Q - Vladimir Poutine, lors de son discours à la Nation russe, a passé un échelon supplémentaire dans son agressivité envers l'Occident. Quel enseignement en tirez-vous ?
R - Ce qu'on a entendu mardi est une rhétorique déplaisante. Il y a d'abord ses diatribes habituelles contre l'Occident, faites de révisionnisme et de falsification de l'histoire. Et il y a des propos préoccupants sur la possibilité qu'il puisse s'écarter de ses obligations concernant les essais nucléaires, qu'il ne faut ni sous-estimer ni surestimer. Je dis "s'écarter" car la Russie a signé un traité interdisant les essais nucléaires. La France l'a donc appelée à revenir à un comportement pleinement responsable.
Q - Y a-t-il une menace concrète de recours à l'arme nucléaire ? Une bombe au-dessus de la mer Noire, c'est une éventualité à laquelle vous vous préparez ?
R - Nous n'en sommes pas là fort heureusement. Mais cette rhétorique utilisée par Vladimir Poutine envoie un signal négatif. La Russie est un membre permanent du conseil de sécurité de l'ONU, dont on attend un comportement responsable. Les cinq puissances membres permanents, puissances nucléaires, ont fixé en janvier 2022 un cadre qui nous lie et rappelle notamment qu'une guerre nucléaire ne peut être gagnée et ne doit donc pas être menée.
Q - Après un an de guerre, quel est aujourd'hui l'objectif des alliés occidentaux ?
R - Ce qui se passe en Ukraine est une agression. L'agression d'un pays souverain et indépendant par la Russie. Notre objectif, celui de la France, de l'Europe et de ses alliés, c'est de mettre en échec l'agression russe, pas autre chose. La Russie est la seule responsable du déclenchement et de la poursuite de cette guerre.
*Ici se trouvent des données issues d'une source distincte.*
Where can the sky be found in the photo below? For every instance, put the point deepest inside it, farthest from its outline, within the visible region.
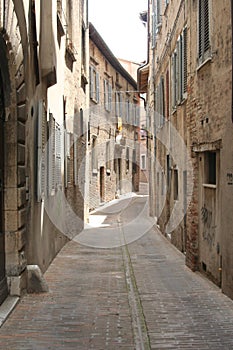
(118, 22)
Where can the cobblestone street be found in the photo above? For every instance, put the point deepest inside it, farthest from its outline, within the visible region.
(136, 296)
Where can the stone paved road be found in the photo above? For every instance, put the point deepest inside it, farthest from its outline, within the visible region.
(139, 296)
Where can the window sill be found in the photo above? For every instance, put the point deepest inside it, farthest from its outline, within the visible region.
(209, 186)
(208, 60)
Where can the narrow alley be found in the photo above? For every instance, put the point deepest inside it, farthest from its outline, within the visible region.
(132, 296)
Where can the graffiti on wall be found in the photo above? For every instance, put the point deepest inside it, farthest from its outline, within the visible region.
(208, 229)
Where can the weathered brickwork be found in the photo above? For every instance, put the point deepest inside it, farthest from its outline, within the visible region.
(43, 80)
(190, 75)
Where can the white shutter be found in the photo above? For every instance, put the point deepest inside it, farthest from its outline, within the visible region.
(41, 146)
(117, 104)
(66, 158)
(184, 62)
(75, 161)
(109, 97)
(91, 83)
(97, 87)
(58, 154)
(51, 156)
(204, 31)
(39, 149)
(105, 95)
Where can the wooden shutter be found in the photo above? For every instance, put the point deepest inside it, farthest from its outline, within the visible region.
(161, 101)
(109, 97)
(167, 94)
(91, 83)
(75, 161)
(204, 30)
(105, 95)
(173, 80)
(51, 156)
(97, 87)
(41, 153)
(58, 154)
(178, 70)
(158, 12)
(117, 104)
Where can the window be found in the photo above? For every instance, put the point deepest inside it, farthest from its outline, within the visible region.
(81, 122)
(94, 155)
(179, 70)
(210, 168)
(108, 160)
(134, 167)
(107, 95)
(159, 104)
(68, 164)
(41, 150)
(203, 31)
(175, 184)
(75, 152)
(156, 20)
(143, 162)
(94, 85)
(119, 104)
(168, 170)
(128, 112)
(127, 159)
(51, 155)
(58, 154)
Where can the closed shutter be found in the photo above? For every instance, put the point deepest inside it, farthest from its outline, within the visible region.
(178, 70)
(204, 30)
(41, 155)
(58, 155)
(91, 83)
(117, 104)
(173, 73)
(97, 87)
(109, 97)
(51, 156)
(158, 12)
(105, 95)
(184, 62)
(75, 161)
(161, 101)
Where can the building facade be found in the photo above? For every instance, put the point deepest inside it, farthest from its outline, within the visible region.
(113, 126)
(36, 39)
(189, 100)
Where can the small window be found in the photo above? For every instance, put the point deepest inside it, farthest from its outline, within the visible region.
(143, 162)
(176, 184)
(134, 168)
(108, 158)
(81, 122)
(107, 95)
(203, 31)
(94, 85)
(127, 159)
(94, 155)
(210, 168)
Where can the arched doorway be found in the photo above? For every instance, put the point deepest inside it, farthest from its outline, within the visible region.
(3, 280)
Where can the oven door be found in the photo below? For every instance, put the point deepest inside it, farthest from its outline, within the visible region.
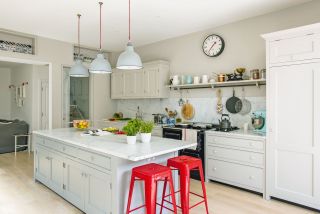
(172, 133)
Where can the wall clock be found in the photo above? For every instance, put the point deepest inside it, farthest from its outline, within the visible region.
(213, 45)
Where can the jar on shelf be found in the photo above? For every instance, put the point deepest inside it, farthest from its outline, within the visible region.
(263, 74)
(254, 74)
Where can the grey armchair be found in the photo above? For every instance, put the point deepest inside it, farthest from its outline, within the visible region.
(7, 131)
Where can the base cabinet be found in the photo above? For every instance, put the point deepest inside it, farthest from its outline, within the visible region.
(234, 160)
(87, 188)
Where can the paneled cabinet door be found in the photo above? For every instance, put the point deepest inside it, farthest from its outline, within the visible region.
(151, 82)
(74, 182)
(140, 91)
(56, 179)
(43, 166)
(97, 192)
(117, 84)
(129, 83)
(293, 147)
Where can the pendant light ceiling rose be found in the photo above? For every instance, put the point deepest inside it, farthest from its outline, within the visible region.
(129, 59)
(100, 65)
(78, 69)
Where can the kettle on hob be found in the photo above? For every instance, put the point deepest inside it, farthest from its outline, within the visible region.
(225, 123)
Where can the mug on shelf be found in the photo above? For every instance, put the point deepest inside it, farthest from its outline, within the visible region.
(205, 78)
(196, 80)
(175, 80)
(188, 79)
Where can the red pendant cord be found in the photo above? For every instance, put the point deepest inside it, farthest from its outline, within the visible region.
(100, 23)
(129, 20)
(79, 15)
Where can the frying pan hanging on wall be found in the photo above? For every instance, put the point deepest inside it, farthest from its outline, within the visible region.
(231, 104)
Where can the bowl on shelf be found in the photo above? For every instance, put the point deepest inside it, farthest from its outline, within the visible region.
(81, 124)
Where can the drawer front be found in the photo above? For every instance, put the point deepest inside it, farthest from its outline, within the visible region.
(295, 49)
(236, 155)
(53, 144)
(69, 150)
(38, 140)
(95, 159)
(157, 132)
(235, 173)
(236, 142)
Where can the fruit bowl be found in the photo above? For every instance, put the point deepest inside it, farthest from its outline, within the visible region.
(81, 124)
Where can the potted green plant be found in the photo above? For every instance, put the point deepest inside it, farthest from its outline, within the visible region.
(146, 128)
(131, 129)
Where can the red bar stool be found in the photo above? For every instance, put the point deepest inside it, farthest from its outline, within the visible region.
(185, 164)
(151, 174)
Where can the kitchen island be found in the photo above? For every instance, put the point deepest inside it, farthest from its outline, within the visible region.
(93, 172)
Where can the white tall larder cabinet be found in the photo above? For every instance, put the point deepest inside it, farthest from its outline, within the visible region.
(293, 115)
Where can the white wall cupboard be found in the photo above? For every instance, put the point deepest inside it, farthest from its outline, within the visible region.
(238, 160)
(148, 82)
(293, 103)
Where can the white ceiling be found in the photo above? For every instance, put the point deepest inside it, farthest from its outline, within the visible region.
(152, 20)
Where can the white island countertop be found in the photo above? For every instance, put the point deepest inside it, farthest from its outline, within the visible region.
(241, 133)
(116, 145)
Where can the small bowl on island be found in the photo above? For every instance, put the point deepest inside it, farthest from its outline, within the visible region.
(81, 125)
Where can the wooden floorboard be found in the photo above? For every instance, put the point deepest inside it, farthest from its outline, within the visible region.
(19, 194)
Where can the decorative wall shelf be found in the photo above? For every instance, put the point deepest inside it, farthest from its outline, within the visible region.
(17, 42)
(240, 83)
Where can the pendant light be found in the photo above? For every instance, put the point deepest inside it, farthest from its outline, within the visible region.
(78, 69)
(129, 59)
(100, 65)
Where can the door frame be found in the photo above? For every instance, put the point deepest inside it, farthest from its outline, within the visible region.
(91, 98)
(37, 62)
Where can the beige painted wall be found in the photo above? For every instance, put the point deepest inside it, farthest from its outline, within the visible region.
(5, 95)
(244, 46)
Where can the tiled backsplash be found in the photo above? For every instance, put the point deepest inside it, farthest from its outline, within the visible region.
(205, 108)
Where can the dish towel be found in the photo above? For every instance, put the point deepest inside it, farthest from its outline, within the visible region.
(191, 136)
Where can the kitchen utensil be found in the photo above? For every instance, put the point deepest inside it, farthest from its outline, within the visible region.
(175, 80)
(196, 80)
(243, 106)
(219, 102)
(205, 79)
(221, 77)
(240, 71)
(245, 127)
(254, 74)
(188, 79)
(258, 120)
(231, 104)
(187, 111)
(225, 122)
(263, 74)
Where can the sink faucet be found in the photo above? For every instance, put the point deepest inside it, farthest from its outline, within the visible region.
(139, 113)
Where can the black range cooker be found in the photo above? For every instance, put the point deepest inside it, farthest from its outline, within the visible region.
(178, 132)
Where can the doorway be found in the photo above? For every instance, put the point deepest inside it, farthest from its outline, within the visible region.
(76, 99)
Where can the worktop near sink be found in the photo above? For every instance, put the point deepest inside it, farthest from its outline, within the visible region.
(93, 172)
(236, 158)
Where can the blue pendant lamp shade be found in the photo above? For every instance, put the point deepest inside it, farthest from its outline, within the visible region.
(129, 59)
(78, 69)
(100, 65)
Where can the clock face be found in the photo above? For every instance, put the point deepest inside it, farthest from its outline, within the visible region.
(213, 45)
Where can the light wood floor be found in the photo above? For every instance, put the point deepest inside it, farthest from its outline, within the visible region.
(19, 194)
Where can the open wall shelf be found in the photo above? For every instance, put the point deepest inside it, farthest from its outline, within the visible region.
(240, 83)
Nous ne cherchons rien d'autre que de permettre à l'Ukraine de recouvrer sa souveraineté. C'est cet objectif que j'ai défendu devant l'Assemblée générale des Nations unies, au nom de la France. Ni la France ni aucun de ses amis et alliés n'est en guerre contre la Russie. Il ne s'agit pas de mettre la Russie à genoux, contrairement à ce qu'a dit Poutine, mais d'aider un pays agressé à se défendre. Il en a le droit, garanti par la Charte des Nations unies. De son côté, la Russie ne montre aucun signe de vouloir revenir en arrière. Au contraire, elle alimente le conflit, elle viole toutes les lois de la guerre et commet des exactions jour après jour. C'est pourquoi il y a un impératif : répondre aux besoins de l'Ukraine, militaires mais aussi civils.
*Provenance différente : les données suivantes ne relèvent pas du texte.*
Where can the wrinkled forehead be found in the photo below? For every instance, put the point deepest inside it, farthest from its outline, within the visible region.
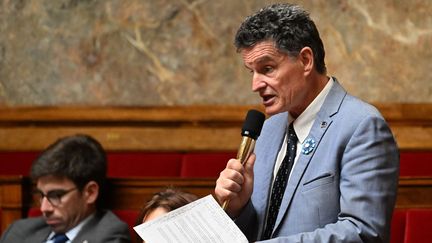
(261, 52)
(50, 182)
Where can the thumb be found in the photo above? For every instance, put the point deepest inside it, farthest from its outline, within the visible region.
(250, 164)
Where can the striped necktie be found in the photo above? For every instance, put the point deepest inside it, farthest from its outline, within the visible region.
(60, 238)
(281, 182)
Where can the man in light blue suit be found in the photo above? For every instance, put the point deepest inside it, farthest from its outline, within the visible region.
(343, 182)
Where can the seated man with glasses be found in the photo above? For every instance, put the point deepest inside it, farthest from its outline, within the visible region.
(69, 177)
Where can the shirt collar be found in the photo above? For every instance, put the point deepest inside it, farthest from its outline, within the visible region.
(303, 123)
(72, 233)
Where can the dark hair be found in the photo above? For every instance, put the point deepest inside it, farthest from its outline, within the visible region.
(288, 25)
(79, 158)
(169, 199)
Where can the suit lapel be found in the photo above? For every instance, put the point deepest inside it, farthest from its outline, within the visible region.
(39, 236)
(322, 123)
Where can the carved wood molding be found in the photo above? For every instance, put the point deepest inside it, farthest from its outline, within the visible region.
(207, 128)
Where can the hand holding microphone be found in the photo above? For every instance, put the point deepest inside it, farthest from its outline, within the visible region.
(250, 131)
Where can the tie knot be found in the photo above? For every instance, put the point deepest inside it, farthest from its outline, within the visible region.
(60, 238)
(291, 132)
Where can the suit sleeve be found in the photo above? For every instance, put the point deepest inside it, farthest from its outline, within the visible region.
(368, 186)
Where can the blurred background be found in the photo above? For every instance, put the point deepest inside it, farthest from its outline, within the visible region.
(180, 52)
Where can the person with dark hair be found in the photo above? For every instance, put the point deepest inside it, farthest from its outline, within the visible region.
(163, 202)
(325, 168)
(69, 178)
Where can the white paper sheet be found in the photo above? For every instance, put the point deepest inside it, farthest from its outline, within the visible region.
(200, 221)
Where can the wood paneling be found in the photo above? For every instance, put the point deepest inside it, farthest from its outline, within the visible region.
(209, 128)
(132, 193)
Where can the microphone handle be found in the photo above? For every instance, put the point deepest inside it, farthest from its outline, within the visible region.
(246, 148)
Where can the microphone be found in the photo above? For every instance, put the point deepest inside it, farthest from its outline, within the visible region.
(250, 132)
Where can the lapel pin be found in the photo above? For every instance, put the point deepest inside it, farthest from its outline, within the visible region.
(308, 146)
(323, 124)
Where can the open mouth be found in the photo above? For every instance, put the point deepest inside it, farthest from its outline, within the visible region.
(267, 99)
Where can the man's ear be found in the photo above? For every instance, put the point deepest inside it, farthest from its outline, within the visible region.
(91, 192)
(306, 57)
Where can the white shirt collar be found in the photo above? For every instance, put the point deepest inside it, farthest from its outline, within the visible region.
(72, 233)
(303, 123)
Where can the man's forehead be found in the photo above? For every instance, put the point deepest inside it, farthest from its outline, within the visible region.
(261, 52)
(53, 183)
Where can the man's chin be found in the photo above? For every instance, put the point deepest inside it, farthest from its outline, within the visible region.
(271, 110)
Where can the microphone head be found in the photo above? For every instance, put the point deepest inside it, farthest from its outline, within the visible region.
(253, 124)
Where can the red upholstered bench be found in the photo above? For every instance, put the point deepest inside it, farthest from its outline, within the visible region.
(141, 164)
(397, 232)
(16, 162)
(204, 164)
(418, 226)
(415, 163)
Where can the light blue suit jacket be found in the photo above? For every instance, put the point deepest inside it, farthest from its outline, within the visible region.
(343, 191)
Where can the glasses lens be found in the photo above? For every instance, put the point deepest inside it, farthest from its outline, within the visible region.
(54, 197)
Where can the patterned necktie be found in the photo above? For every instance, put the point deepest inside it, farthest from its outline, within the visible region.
(60, 238)
(280, 182)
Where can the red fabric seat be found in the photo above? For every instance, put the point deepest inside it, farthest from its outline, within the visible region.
(398, 223)
(141, 164)
(17, 163)
(418, 226)
(208, 164)
(129, 216)
(415, 163)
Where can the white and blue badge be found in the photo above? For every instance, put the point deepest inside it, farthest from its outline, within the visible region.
(308, 146)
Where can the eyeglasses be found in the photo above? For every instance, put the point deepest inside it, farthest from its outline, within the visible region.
(54, 196)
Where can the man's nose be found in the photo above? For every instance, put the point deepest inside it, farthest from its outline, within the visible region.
(257, 82)
(45, 205)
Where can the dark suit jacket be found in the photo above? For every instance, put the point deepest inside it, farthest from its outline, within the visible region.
(344, 190)
(104, 227)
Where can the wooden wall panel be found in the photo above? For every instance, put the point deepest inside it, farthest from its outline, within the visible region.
(172, 128)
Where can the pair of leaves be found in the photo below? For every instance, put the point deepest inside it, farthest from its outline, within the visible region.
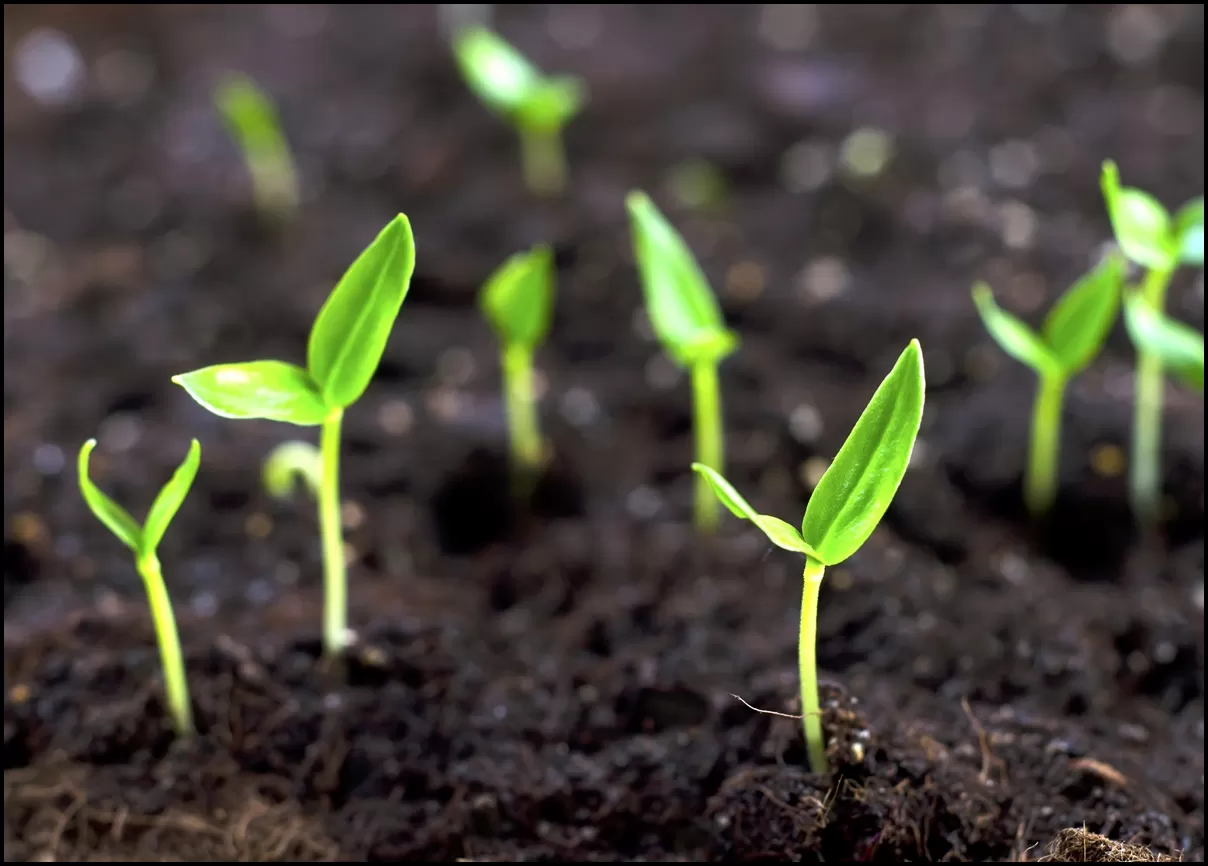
(1146, 232)
(1074, 330)
(143, 540)
(506, 82)
(683, 309)
(347, 342)
(517, 298)
(857, 489)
Q - Le président Zelensky demande aussi des avions...
R - Sur les avions, le président l'a dit. À ce stade nous nous concentrons sur ce dont l'Ukraine a besoin maintenant. Les chars AMX10 seront sur place dès la fin de cette semaine, après la formation des Ukrainiens à leur utilisation en un temps record.
Q - La Russie commet-elle des crimes contre l'humanité ?
R - Elle commet des crimes de guerre et très vraisemblablement des crimes contre l'humanité. La Cour pénale internationale enquête, c'est elle qui dira le droit. Elle enquête sur la base de crimes de guerre, crimes contre l'humanité et génocide. Les coupables et les commanditaires des crimes terribles commis en Ukraine seront identifiés. Ils doivent le savoir.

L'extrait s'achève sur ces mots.